«On aurait dû compter beaucoup plus que deux buts»

Les Sénateurs manquaient de précision dans leurs tirs en début de partie. Erik Karlsson et Cody Ceci ont raté de belles chances dans l'enclave dès le départ, notamment. Et il y en a eu plusieurs autres.
Ironiquement, c'est avec un lancer en plein milieu du filet que Kyle Turris a finalement réussi à ouvrir le pointage. Son tir voilé a semblé surprendre le gardien Braden Holtby, qui a eu l'air de piler sur une pelure de banane sur la séquence.

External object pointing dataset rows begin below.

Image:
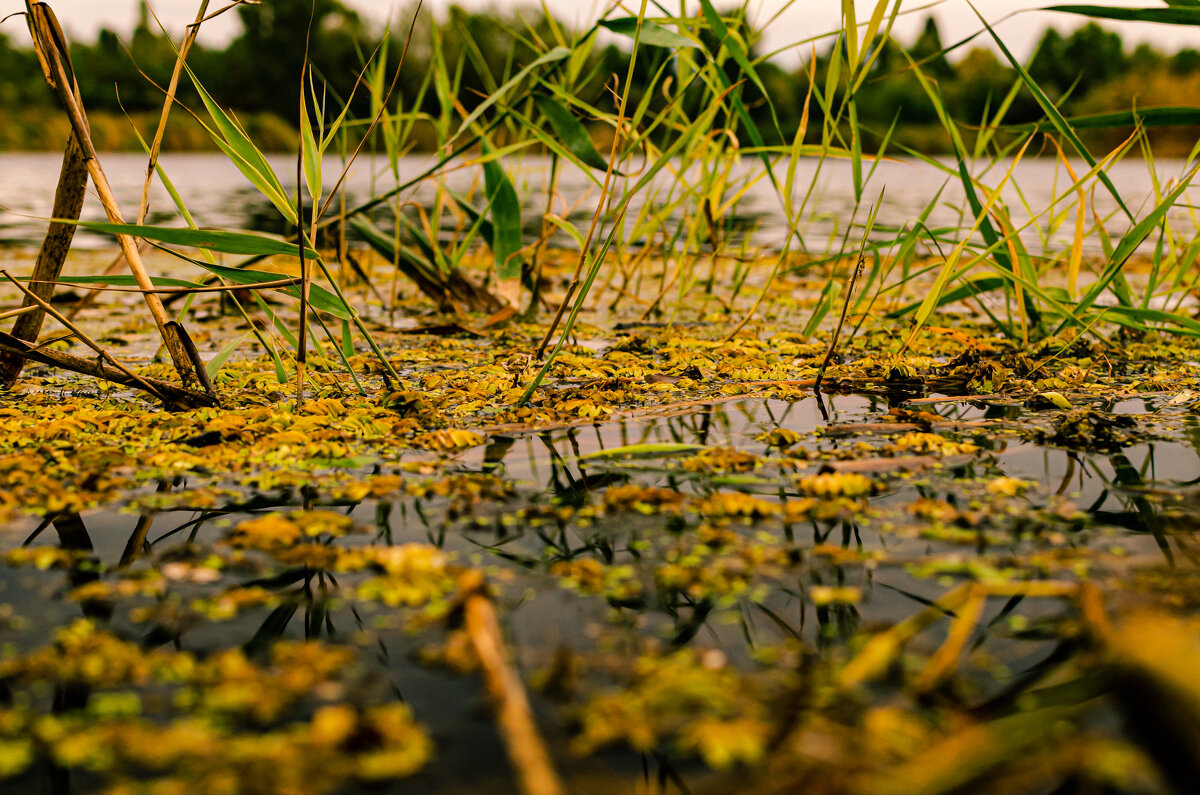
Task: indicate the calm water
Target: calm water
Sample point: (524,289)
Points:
(219,196)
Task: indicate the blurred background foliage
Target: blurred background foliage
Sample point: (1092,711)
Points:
(1086,71)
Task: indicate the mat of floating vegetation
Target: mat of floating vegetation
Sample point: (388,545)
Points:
(969,568)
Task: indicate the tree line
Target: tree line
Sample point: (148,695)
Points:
(257,73)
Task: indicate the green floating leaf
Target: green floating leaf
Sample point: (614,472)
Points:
(653,450)
(570,131)
(505,211)
(652,33)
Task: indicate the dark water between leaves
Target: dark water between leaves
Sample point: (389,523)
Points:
(1137,502)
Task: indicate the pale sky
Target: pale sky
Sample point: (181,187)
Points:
(798,19)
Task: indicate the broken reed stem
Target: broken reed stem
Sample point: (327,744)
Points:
(841,321)
(76,330)
(605,191)
(69,198)
(51,47)
(173,395)
(156,144)
(523,742)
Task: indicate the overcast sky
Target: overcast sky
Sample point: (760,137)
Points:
(798,21)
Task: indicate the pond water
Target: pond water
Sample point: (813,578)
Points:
(219,196)
(1134,495)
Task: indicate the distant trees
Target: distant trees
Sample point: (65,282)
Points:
(1087,70)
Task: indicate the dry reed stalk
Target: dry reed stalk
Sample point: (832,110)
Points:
(173,395)
(51,46)
(525,745)
(67,203)
(87,340)
(156,144)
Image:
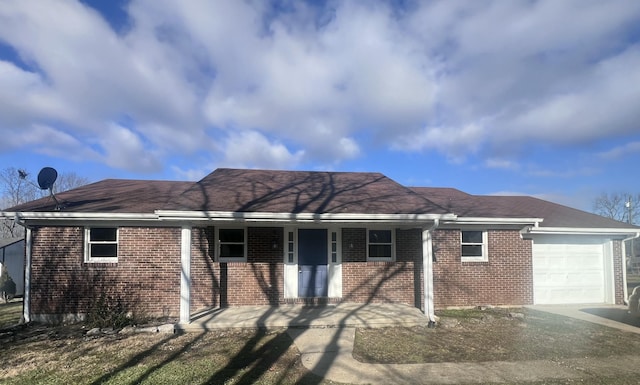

«Il y avait Bobby (Ryan) qui descendait le long de l'aile à partir de notre ligne bleue, je l'ai vu du coin de l'oeil. S'il avait été gaucher, je lui aurais probablement passé la rondelle sur ce deux contre un, mais c'était un jeu trop difficile pour moi. J'ai donc décidé d'utiliser le défenseur comme écran et j'ai été chanceux que Holtby triche un peu», a relaté Turris après le gain de 2-0 des Sénateurs aux dépens des Capitals.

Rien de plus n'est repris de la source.